If at all possible, try to collect a crash dump of the UI application and send it to devtools-support@nvidia.com.

Try deleting the UI persistence data with Help > Reset Application Data .

Problem: The Target Window Blocks the Host Window

While running a live analysis, you find that the target window is blocking the host window and interfering with the analysis you wish to perform on the host. This is most often reported on machines that do not have access to multiple monitors.

Possible Causes

  1. The application has fullscreen settings
  2. The application has a topmost flag set to keep the application on top

Possible Solutions

We suggest running without fullscreen or topmost settings. If fullscreen-like behavior is desired, many applications support a borderless window mode.

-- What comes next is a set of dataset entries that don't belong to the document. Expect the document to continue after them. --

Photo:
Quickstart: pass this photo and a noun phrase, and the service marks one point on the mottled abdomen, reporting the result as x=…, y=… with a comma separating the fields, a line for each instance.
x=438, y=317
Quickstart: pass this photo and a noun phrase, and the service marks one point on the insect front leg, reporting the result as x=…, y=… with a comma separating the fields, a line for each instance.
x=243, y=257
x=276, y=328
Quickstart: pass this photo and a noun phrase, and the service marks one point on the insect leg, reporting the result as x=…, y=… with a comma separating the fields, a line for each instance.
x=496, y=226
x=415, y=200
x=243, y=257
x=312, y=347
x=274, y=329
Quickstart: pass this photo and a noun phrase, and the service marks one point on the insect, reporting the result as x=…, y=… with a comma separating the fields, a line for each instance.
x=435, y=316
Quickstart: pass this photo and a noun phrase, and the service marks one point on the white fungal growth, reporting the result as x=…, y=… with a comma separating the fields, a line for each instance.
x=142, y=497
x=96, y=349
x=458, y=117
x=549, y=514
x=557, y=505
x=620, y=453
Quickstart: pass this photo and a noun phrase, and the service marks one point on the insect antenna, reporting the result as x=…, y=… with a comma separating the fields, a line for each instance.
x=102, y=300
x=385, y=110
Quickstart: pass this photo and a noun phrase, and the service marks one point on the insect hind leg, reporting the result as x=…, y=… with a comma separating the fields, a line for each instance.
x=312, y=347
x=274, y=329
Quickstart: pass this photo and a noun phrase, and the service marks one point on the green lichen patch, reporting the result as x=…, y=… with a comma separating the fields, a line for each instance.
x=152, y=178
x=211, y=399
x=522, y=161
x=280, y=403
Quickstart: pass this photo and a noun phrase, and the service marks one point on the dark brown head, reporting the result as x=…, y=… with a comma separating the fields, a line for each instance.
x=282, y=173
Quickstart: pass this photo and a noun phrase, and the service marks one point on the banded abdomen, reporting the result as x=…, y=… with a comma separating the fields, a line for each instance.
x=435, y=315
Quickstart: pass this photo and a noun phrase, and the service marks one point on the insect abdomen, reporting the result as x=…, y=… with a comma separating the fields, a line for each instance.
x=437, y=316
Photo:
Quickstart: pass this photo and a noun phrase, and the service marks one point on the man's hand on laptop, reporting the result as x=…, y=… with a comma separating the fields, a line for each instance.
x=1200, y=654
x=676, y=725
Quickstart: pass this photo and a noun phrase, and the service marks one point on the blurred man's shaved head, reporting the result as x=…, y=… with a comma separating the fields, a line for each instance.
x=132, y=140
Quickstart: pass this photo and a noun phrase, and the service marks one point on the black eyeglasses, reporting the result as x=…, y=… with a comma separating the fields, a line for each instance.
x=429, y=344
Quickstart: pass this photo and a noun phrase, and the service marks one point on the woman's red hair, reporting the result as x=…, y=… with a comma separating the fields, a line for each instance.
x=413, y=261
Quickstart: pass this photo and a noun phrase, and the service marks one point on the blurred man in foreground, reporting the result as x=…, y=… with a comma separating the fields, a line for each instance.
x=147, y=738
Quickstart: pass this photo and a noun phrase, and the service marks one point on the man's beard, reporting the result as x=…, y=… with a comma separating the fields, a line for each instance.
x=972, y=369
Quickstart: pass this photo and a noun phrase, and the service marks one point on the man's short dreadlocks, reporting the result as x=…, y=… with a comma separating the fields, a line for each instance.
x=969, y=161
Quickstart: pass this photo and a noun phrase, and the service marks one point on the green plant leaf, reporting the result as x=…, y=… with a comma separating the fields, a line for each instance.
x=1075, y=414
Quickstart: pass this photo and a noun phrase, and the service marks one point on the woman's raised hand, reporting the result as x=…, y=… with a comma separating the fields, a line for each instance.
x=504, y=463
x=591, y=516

If you must analyze an application with these characteristics, and you do not have access to a second monitor, the virtual desktop or workspaces support on most modern operating system shells presents an effective path forward. Creating one desktop for the target application and one for the host often avoids the target from interfering. For more information on using these features, see one of the articles below.

NOTE: If you wish to suppress the dialog that reports replay window interference, set an environment variable of NSIGHT_REPORT_REPLAY_WINDOW_INTERFERENCE=0 .

Windows: https://blogs.windows.com/windowsexperience/2015/04/16/virtual-desktops-in-windows-10-the-power-of-windowsmultiplied/

Linux/Gnome: https://help.gnome.org/users/gnome-help/stable/shell-workspaces.html.en

Problem: Acceleration Structure Integrity Check Failed

Applications that make use of ray tracing use acceleration structures to define their application geometry. This acceleration structure geometry must be tracked by the tool in order to inform capabilities like replay and geometry visualization. When tracking geometry, there are tradeoffs between performance, accuracy, and robustness of any given approach.

Nsight Graphics™ , by default, defines a tracking option that uses a default value of Auto that is most often implemented in terms of Shallow Geometry Reference with Integrity Check. This implementation tries to match the most common application behavior with the highest performance, while still providing some error checking. This may not be sufficient for all applications, however. For example, after building an acceleration structure, it is legal for an application to update or destroy the geometry buffers that were used in construction. In this situation, without deep copies of the original data, the tool cannot guarantee full function of the acceleration structure viewer, or of C++ capture. To attempt to detect erroneous patterns, Nsight Graphics™ will run an integrity check on the tracked data. If the data is suspicious, the tool will warn the developer to let them know about their opportunity to change it.

Possible Causes

  1. Geometry buffers were updated or destroyed after their construction

Possible Solutions

If you have application access, you may also try to adjust your code to avoid updating or destroying buffers, instead allowing them to match the lifetime of the acceleration structure you built. Another possible option is to make acceleration structure build periodic, and implement a code path to freeze the periodic build when a capture is desired.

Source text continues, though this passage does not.